Et les poètes ? Restera-t-il des poètes ? J'entends bien qu'il y en aura toujours des grands, mais ceux-là sont rares. Les grands poètes sont d'ordinaire entourés par des légions de poètes moindres, dont le nom souvent s'efface, mais en qui s'exprime tout de même l'âme d'un pays et d'un temps. Et il y a aussi toute cette poésie anonyme qui fleurit dans les chansons populaires, et dont nos annales nationales offrent une si admirable variété, poésie vraie, dont les paroles naissent en même temps que la musique, d'une grâce et d'une fraîcheur que tant de poètes académiciens sont incapables d'atteindre. Mais le seul fait qu'on essaie de la ressusciter de nos jours montre qu'elle est bien morte. Elle est morte parce que nous ne vivons plus avec les choses et que les paysans eux-mêmes ont leur poste de télévision. Nous sommes loin de tout, de la matière et de l'esprit à la fois. La matière n'est plus sentie par nous dans sa qualité : elle n'est plus qu'un moyen de nous procurer certaines substances nécessaires à notre vie ou à notre confort, nous ne nous apercevons plus qu'elle a une âme. J'aime ce mot d'un poète contemporain — c'est Ramuz :

L'imagination est un état de vie profond communiqué à la matière ; comme si, plus on descendait dedans la matière, plus on s'élevait dans l'esprit.

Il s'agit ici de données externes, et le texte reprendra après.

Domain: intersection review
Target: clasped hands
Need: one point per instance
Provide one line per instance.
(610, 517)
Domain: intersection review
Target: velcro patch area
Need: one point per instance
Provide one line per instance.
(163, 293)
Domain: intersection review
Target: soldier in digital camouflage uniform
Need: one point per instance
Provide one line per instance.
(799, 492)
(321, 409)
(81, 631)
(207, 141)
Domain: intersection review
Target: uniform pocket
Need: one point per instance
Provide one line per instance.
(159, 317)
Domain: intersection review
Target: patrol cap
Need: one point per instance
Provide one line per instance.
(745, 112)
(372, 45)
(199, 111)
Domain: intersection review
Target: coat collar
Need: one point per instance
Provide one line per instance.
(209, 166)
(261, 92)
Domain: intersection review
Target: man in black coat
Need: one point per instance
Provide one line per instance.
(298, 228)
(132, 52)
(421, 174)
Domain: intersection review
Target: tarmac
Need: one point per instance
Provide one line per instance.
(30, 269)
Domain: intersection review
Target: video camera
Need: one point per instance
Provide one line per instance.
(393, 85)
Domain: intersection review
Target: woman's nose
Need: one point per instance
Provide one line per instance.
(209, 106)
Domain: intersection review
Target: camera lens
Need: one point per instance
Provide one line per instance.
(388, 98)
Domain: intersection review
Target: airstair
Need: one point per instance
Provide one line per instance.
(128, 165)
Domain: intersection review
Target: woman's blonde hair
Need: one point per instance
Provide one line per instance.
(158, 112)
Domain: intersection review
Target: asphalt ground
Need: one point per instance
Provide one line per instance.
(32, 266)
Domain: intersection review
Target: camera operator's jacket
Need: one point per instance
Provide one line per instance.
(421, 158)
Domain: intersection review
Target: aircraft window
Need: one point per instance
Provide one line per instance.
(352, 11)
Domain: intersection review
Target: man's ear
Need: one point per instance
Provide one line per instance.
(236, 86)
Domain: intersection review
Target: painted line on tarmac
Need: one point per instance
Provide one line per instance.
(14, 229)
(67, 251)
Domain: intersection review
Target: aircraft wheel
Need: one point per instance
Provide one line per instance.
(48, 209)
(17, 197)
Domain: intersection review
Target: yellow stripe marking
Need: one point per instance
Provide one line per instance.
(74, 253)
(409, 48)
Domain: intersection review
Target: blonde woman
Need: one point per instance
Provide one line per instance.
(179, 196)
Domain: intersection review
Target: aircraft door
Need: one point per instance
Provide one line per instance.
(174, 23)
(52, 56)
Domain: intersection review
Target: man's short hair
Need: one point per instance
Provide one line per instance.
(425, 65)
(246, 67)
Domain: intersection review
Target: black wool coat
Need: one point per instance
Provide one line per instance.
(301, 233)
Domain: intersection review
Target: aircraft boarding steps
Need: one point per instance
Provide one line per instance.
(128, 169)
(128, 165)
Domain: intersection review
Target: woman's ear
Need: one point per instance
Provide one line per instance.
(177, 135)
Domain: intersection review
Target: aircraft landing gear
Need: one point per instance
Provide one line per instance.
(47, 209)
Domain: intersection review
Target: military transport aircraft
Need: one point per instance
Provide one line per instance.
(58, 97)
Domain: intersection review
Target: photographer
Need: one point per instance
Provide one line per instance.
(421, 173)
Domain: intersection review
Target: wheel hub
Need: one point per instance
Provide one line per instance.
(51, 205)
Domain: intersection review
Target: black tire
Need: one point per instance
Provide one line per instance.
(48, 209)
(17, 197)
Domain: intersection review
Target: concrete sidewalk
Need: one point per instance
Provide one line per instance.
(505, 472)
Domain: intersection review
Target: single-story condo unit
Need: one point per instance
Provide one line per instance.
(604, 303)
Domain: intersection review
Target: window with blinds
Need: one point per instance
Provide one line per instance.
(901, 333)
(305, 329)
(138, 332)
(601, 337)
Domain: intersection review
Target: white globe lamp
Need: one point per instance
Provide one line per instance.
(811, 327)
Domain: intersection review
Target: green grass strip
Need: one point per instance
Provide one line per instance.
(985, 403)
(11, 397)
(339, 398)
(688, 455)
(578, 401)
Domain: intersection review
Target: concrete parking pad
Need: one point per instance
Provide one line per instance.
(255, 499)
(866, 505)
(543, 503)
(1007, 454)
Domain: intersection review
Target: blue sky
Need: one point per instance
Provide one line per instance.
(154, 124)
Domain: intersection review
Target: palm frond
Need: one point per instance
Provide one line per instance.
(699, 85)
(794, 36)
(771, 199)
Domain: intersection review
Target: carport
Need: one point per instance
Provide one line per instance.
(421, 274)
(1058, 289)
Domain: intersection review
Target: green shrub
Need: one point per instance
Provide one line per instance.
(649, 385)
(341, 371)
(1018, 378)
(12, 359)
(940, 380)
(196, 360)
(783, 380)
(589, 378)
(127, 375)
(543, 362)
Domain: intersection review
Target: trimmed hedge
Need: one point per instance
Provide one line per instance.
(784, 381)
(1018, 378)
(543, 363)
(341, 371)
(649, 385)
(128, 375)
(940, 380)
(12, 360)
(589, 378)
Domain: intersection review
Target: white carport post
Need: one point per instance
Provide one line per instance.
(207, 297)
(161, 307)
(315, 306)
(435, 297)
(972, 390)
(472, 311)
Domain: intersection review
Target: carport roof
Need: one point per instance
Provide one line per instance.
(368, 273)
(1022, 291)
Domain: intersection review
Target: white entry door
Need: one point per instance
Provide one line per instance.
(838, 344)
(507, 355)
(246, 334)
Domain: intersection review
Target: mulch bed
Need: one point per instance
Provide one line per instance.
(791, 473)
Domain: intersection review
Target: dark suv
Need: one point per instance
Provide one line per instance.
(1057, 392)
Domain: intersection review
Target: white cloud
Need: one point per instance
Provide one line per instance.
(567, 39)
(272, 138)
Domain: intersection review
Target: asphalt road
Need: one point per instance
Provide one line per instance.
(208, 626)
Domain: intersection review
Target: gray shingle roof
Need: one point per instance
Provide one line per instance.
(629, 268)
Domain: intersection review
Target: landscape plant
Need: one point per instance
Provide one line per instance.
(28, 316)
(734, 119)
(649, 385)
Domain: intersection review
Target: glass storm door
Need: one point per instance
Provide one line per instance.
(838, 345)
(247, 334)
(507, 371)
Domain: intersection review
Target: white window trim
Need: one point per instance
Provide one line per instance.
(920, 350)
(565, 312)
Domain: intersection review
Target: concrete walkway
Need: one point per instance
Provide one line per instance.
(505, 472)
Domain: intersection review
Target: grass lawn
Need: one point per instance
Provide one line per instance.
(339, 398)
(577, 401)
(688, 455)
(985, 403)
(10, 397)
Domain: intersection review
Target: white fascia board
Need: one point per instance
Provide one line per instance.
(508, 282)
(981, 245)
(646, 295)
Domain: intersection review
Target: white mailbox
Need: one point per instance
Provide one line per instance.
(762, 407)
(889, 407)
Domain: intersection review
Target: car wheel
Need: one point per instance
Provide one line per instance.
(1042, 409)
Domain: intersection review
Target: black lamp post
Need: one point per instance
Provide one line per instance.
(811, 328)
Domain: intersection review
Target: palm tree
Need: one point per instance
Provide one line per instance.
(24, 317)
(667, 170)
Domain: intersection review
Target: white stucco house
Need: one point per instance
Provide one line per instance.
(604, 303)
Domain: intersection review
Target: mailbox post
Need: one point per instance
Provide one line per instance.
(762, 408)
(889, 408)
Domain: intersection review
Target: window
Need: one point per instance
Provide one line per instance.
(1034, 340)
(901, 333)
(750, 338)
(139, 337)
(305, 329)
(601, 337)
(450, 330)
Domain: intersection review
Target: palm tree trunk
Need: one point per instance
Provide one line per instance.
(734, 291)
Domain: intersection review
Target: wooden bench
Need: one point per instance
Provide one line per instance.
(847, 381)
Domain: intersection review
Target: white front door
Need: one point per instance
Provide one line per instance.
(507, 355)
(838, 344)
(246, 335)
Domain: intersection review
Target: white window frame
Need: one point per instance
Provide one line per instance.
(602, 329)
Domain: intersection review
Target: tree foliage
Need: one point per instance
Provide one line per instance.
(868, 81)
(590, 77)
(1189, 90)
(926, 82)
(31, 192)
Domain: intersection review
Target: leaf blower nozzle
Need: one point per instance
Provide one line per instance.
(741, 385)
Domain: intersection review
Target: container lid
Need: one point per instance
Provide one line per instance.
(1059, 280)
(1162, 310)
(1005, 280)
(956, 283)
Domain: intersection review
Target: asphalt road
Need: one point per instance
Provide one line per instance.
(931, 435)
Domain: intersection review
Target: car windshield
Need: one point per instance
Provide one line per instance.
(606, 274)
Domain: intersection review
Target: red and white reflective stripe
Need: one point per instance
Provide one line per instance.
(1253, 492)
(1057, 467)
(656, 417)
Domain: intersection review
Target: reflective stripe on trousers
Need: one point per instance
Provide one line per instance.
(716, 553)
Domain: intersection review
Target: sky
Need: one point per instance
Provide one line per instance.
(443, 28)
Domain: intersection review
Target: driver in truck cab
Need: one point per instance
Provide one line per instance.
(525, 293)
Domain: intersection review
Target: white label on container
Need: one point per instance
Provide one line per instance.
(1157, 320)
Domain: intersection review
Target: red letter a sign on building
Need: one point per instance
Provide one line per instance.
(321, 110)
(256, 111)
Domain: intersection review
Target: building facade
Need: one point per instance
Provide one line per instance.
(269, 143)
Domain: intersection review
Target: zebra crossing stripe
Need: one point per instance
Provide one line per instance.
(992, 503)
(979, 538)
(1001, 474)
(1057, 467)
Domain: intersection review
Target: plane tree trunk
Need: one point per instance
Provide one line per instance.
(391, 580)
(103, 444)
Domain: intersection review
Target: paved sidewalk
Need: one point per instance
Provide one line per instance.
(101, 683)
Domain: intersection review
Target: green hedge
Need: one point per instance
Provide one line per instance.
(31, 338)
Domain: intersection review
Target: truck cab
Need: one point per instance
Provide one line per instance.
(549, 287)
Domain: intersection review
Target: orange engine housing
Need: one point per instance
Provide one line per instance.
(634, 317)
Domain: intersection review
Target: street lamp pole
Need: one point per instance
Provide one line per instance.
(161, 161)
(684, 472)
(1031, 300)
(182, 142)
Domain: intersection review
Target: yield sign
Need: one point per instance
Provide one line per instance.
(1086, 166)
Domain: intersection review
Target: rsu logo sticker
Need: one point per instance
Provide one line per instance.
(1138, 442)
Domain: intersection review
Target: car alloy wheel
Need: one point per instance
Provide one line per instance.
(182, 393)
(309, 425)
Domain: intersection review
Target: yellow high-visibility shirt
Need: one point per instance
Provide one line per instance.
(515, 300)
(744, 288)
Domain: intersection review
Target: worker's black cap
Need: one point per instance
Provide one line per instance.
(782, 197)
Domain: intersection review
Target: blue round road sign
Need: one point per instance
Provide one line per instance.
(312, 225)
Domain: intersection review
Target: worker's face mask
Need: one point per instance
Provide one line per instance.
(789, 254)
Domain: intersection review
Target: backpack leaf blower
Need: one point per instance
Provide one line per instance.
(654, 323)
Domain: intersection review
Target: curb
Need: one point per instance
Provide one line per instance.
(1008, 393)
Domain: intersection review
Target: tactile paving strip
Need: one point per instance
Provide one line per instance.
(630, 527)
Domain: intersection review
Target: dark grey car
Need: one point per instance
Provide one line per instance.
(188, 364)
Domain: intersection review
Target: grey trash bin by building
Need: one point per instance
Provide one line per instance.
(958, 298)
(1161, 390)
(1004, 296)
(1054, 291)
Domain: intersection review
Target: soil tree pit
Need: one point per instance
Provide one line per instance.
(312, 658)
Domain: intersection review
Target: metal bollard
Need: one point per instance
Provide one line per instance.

Il n'y a pas de marque plus frappante de l'abêtissement général que cette stérilité de l'imagination. Je vois de nombreux recueils de chansons dites folkloriques, mais il n'y a plus personne qui chante pour soi, pour son plaisir, personne qui invente. Un soir de juillet 1940, dans le village où je m'étais replié après la débâcle, je me promenais au déclin du jour dans les champs : c'était en Gironde, un pays qui pourtant n'est pas resté particulièrement fidèle à ses traditions. J'entendis s'élever dans la vallée une voix qui chantait en patois un chant sans mesure qu'on eût dit improvisé, tant il ressemblait peu à ce qu'on a coutume d'entendre. D'un seul bond cette voix était en harmonie avec tout le paysage qui l'entourait, les coteaux encore tièdes, la rivière à leur pied cachée entre les saules, le vieux clocher roman tout usé du village voisin, l'odeur puissante de la fin d'un jour d'été : ou plutôt elle rendait sensible l'harmonie de tout cela. De quelles profondeurs du passé montait cette voix ? On sentait une très vieille âme chanter en elle, une âme du temps où on s'exprimait encore, et on était ému comme devant les plus belles œuvres d'art.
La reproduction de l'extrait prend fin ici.